A new study has now uncovered a key mechanism that explains why these infections are so difficult to treat and why they frequently become more complex over time.
Led by researchers from the Singapore‑MIT Alliance for Research and Technology’s (SMART) Antimicrobial Resistance (AMR) interdisciplinary research group, the multinational team discovered how a common bacterium found in wounds, Enterococcus faecalis, releases large amounts of lactic acid during infection, acidifying the surrounding tissue environment.
This acidity suppresses the activation of macrophages – immune cells that normally help to clear infections – and interferes with several important internal processes that help the cell recognise and respond to infection.
As a result, the mechanisms that cells rely on to send out “danger” signals are suppressed, effectively “switching off” the body’s line of defence.
This weakened immune system allows E. faecalis to persist far longer than it should and creates a weakened environment where other bacteria, such as Escherichia coli, can flourish.
This results in persistent, polymicrobial wound infections, such as diabetic foot ulcers and post‑surgical complications, where multiple bacterial species make treatment more challenging.
In their paper published in the journal Cell Host & Microbe, the researchers showed through mouse wound models that strains of E. faecalis unable to produce lactic acid were cleared much faster, with the wounds showing stronger immune activity.
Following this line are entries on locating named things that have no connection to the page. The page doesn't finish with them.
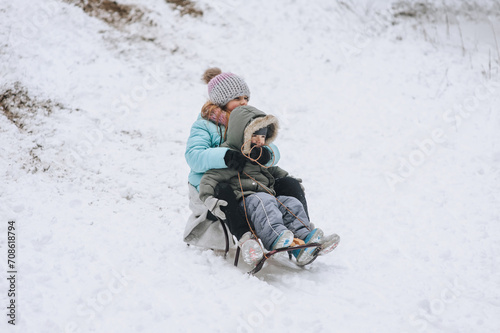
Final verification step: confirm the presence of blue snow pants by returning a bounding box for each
[240,192,310,250]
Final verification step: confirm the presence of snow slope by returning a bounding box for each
[0,0,500,332]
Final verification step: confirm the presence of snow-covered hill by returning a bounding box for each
[0,0,500,333]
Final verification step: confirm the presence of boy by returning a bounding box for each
[199,106,339,266]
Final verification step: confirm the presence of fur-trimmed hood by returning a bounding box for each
[225,105,279,154]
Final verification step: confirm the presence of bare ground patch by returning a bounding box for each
[0,83,64,130]
[165,0,203,17]
[63,0,145,28]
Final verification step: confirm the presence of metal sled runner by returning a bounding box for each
[217,218,321,275]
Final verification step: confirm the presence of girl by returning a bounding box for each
[184,68,307,266]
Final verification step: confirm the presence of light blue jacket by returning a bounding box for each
[184,115,280,190]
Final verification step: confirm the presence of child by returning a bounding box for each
[199,106,339,266]
[184,68,282,249]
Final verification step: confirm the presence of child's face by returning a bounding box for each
[226,96,249,112]
[252,134,266,147]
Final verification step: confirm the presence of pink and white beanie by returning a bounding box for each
[208,73,250,107]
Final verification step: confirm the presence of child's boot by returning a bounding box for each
[318,234,340,256]
[238,231,264,267]
[292,228,323,266]
[271,230,293,250]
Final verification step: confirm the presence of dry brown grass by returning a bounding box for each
[63,0,144,28]
[165,0,203,17]
[0,83,63,130]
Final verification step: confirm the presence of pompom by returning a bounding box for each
[202,67,222,84]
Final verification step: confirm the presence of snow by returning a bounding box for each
[0,0,500,332]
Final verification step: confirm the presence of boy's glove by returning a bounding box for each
[205,196,227,220]
[290,238,306,246]
[250,147,271,165]
[288,176,306,193]
[224,150,247,172]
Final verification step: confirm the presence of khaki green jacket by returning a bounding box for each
[199,106,288,202]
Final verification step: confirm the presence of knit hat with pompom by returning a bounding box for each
[203,67,250,107]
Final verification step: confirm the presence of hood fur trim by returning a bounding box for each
[243,115,279,154]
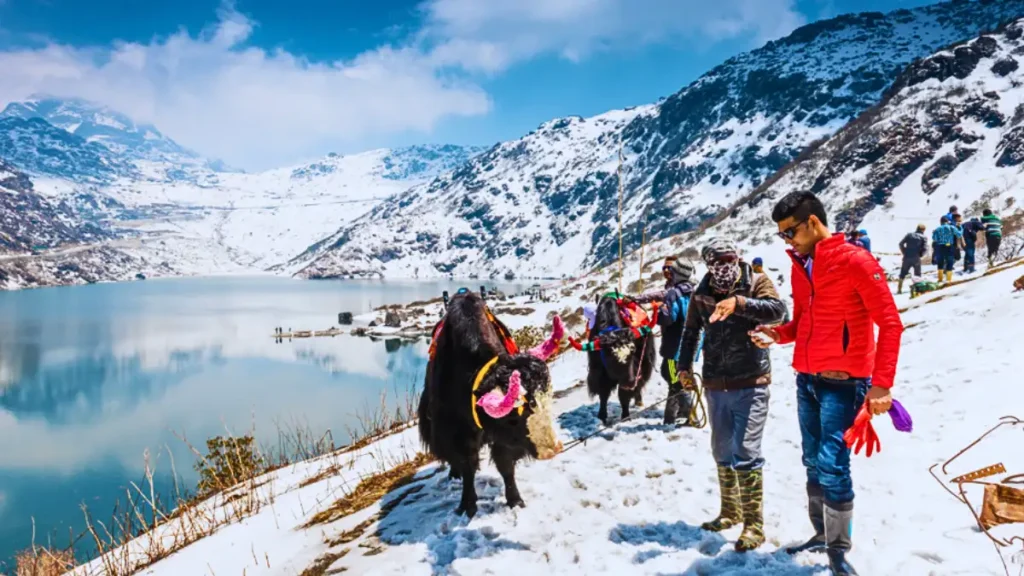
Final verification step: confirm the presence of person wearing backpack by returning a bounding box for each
[981,208,1002,266]
[679,238,786,551]
[896,220,928,294]
[963,218,985,274]
[657,256,694,425]
[932,216,963,282]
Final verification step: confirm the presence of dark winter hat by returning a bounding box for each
[665,256,695,283]
[700,237,738,262]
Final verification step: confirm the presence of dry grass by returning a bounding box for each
[495,306,537,316]
[299,548,348,576]
[62,407,364,576]
[327,515,381,547]
[14,545,75,576]
[303,453,433,529]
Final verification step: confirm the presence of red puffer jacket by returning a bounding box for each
[778,234,903,388]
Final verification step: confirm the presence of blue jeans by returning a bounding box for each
[797,374,871,504]
[935,244,956,272]
[705,385,771,470]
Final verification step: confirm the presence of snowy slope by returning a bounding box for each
[0,159,110,253]
[293,0,1024,278]
[68,254,1024,576]
[0,95,230,179]
[102,146,487,271]
[679,20,1024,282]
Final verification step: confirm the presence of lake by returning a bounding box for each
[0,277,521,573]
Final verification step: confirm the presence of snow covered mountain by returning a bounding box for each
[0,116,137,183]
[0,159,111,252]
[291,0,1024,278]
[688,19,1024,270]
[0,99,481,285]
[0,95,230,179]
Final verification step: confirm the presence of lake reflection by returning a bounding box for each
[0,278,528,573]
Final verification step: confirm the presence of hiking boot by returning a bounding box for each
[736,468,765,552]
[822,502,857,576]
[665,392,679,424]
[785,485,825,554]
[700,465,739,532]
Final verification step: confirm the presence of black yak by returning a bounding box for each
[582,294,656,424]
[418,292,562,518]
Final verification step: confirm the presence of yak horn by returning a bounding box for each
[527,316,565,361]
[476,370,522,419]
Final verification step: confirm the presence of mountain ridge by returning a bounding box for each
[291,0,1024,278]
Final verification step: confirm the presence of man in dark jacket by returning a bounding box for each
[679,239,785,551]
[896,224,928,294]
[657,256,694,425]
[981,208,1002,268]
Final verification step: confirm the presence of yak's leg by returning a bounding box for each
[449,462,462,480]
[455,451,480,518]
[618,385,633,420]
[597,388,611,425]
[490,445,526,508]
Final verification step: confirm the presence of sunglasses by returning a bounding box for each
[775,220,807,240]
[705,254,739,265]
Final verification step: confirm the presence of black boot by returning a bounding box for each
[823,502,857,576]
[785,484,825,554]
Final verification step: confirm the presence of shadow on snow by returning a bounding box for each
[608,522,825,576]
[376,461,529,575]
[557,402,678,440]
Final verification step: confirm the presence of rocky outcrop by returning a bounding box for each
[292,0,1024,278]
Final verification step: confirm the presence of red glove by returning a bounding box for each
[843,403,882,458]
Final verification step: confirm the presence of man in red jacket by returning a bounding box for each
[751,192,903,576]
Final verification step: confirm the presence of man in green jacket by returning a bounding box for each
[981,208,1002,266]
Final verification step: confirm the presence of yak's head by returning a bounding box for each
[591,295,640,385]
[443,292,564,459]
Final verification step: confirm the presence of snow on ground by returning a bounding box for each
[79,254,1024,576]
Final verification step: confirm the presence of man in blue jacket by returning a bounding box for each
[657,256,694,425]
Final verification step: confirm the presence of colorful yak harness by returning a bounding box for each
[469,356,526,429]
[569,292,657,352]
[427,295,525,429]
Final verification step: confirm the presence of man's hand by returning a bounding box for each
[679,370,696,390]
[864,386,893,416]
[748,326,782,349]
[710,296,736,324]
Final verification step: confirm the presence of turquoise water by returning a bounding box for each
[0,278,528,573]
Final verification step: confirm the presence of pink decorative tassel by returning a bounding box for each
[476,370,522,418]
[527,316,565,360]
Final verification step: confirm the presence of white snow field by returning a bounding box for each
[75,255,1024,576]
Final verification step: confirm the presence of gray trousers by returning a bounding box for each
[707,385,771,470]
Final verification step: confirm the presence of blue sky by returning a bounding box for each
[0,0,932,169]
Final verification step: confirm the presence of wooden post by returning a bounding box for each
[618,138,623,294]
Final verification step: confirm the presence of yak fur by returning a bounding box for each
[587,296,656,424]
[418,292,561,518]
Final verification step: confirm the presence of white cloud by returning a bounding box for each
[0,0,803,169]
[0,5,490,168]
[421,0,805,73]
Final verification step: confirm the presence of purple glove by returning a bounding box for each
[889,400,913,431]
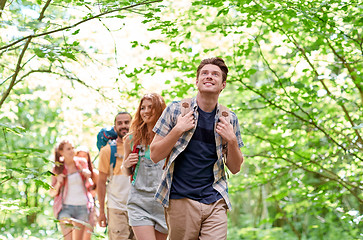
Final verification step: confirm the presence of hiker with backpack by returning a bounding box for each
[122,93,168,240]
[50,140,94,240]
[76,146,98,240]
[150,57,243,240]
[97,112,134,240]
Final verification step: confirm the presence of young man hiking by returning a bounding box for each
[150,58,243,240]
[97,112,135,240]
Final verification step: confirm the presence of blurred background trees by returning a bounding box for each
[0,0,363,239]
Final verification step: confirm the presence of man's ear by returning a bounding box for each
[221,81,227,92]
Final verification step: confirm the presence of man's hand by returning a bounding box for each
[81,168,92,178]
[98,211,107,227]
[57,173,66,185]
[175,111,195,132]
[122,153,139,168]
[216,117,237,143]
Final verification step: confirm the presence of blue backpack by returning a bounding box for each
[97,127,117,168]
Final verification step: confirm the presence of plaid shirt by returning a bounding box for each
[153,97,243,209]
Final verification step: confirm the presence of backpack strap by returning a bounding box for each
[163,98,231,169]
[180,98,192,116]
[218,104,231,149]
[108,140,117,170]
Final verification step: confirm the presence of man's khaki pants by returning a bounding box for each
[107,208,135,240]
[165,198,227,240]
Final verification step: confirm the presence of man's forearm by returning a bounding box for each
[150,128,183,163]
[97,185,106,213]
[226,140,243,174]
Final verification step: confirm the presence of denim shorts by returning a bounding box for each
[58,204,89,222]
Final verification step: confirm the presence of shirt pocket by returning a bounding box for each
[134,157,164,192]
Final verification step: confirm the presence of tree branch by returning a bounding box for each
[0,0,162,50]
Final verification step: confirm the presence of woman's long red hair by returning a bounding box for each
[130,93,166,146]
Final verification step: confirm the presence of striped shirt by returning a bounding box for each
[153,97,243,209]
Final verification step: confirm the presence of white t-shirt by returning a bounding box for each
[63,172,88,206]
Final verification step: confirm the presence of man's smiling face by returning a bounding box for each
[196,64,226,94]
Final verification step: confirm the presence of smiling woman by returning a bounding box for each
[122,93,168,240]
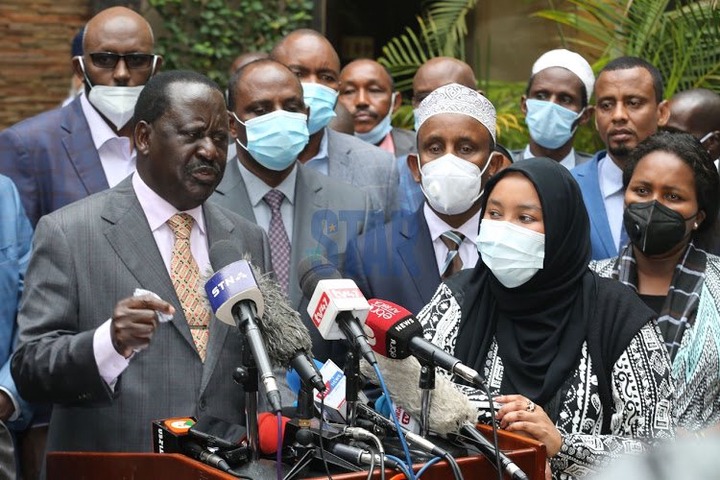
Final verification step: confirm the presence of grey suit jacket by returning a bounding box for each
[12,178,270,452]
[210,158,372,360]
[390,127,417,158]
[325,128,400,220]
[510,148,592,167]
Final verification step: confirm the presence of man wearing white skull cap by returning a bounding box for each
[513,48,595,169]
[345,83,502,314]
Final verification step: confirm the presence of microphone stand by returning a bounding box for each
[233,337,260,462]
[345,345,360,427]
[418,363,435,437]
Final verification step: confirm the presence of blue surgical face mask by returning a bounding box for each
[302,83,338,135]
[355,92,397,145]
[233,110,310,172]
[525,98,585,149]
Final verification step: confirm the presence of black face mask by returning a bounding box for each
[623,200,697,255]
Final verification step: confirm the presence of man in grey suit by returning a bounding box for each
[12,72,270,452]
[338,58,417,158]
[512,48,595,170]
[270,29,398,220]
[211,60,371,359]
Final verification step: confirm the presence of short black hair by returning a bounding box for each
[623,131,720,233]
[595,56,665,103]
[227,58,302,112]
[133,70,223,123]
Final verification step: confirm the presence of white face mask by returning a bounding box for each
[477,219,545,288]
[77,57,151,130]
[418,153,490,215]
[88,85,144,130]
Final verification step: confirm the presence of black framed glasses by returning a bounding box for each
[88,52,157,70]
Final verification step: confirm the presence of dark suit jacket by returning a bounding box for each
[510,148,592,167]
[210,157,372,360]
[345,205,440,314]
[12,178,270,452]
[390,128,417,158]
[0,97,108,226]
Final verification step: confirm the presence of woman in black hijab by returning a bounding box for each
[419,158,673,478]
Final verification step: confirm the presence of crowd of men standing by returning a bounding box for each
[0,7,720,478]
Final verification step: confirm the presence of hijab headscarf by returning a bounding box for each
[455,158,596,405]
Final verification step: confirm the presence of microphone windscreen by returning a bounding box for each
[258,412,290,455]
[360,356,478,436]
[251,264,312,368]
[298,255,342,298]
[208,240,242,272]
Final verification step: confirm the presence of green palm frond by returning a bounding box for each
[534,0,720,97]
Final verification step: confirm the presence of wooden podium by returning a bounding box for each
[47,426,546,480]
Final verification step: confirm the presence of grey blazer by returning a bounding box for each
[510,148,592,167]
[12,178,270,452]
[390,127,417,158]
[325,128,400,219]
[210,162,372,361]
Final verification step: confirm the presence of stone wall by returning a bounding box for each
[0,0,91,129]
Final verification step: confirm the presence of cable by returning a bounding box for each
[373,363,416,480]
[474,379,503,480]
[444,454,465,480]
[385,455,410,478]
[320,395,332,480]
[275,412,283,480]
[415,457,442,480]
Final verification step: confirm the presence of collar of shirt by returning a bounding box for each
[305,127,330,175]
[378,130,395,156]
[523,144,575,170]
[234,160,297,207]
[132,174,205,235]
[598,152,623,199]
[423,202,481,273]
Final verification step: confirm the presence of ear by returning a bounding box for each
[406,153,421,183]
[578,104,595,125]
[133,120,152,155]
[658,100,670,127]
[390,91,402,113]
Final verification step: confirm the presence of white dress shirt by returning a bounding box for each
[80,93,136,188]
[598,153,625,249]
[423,202,480,275]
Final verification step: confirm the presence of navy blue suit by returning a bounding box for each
[570,150,618,260]
[345,205,440,314]
[0,97,108,226]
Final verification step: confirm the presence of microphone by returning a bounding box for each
[205,241,282,412]
[363,357,528,480]
[365,298,482,387]
[258,412,398,469]
[298,255,377,365]
[153,417,232,473]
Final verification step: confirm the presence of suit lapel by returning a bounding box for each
[288,164,329,308]
[60,97,109,195]
[198,202,240,395]
[397,205,440,304]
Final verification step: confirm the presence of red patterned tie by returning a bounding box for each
[167,213,210,362]
[263,189,290,293]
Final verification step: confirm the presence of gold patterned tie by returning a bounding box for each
[167,213,210,362]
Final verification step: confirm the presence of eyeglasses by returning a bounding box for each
[88,52,157,70]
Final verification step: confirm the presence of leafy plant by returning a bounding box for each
[148,0,313,84]
[535,0,720,97]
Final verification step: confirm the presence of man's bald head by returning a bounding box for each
[413,57,477,108]
[83,7,155,52]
In models infected with both E. faecalis and E. coli, the weakened immune response caused by lactic acid also allowed E. coli to grow better.
“Chronic wound infections often fail not because antibiotics are powerless, but because the immune system has effectively been ‘switched off’ at the infection site,” says study first author and SMART AMR research scientist Dr Ronni da Silva.
“We found that E. faecalis floods the wound with lactic acid, lowering pH and muting the ‑κB alarm inside macrophages – the very cells that should be calling for help.
“By pinpointing how acidity rewires immune signalling, we now have clear targets to reactivate the immune response.”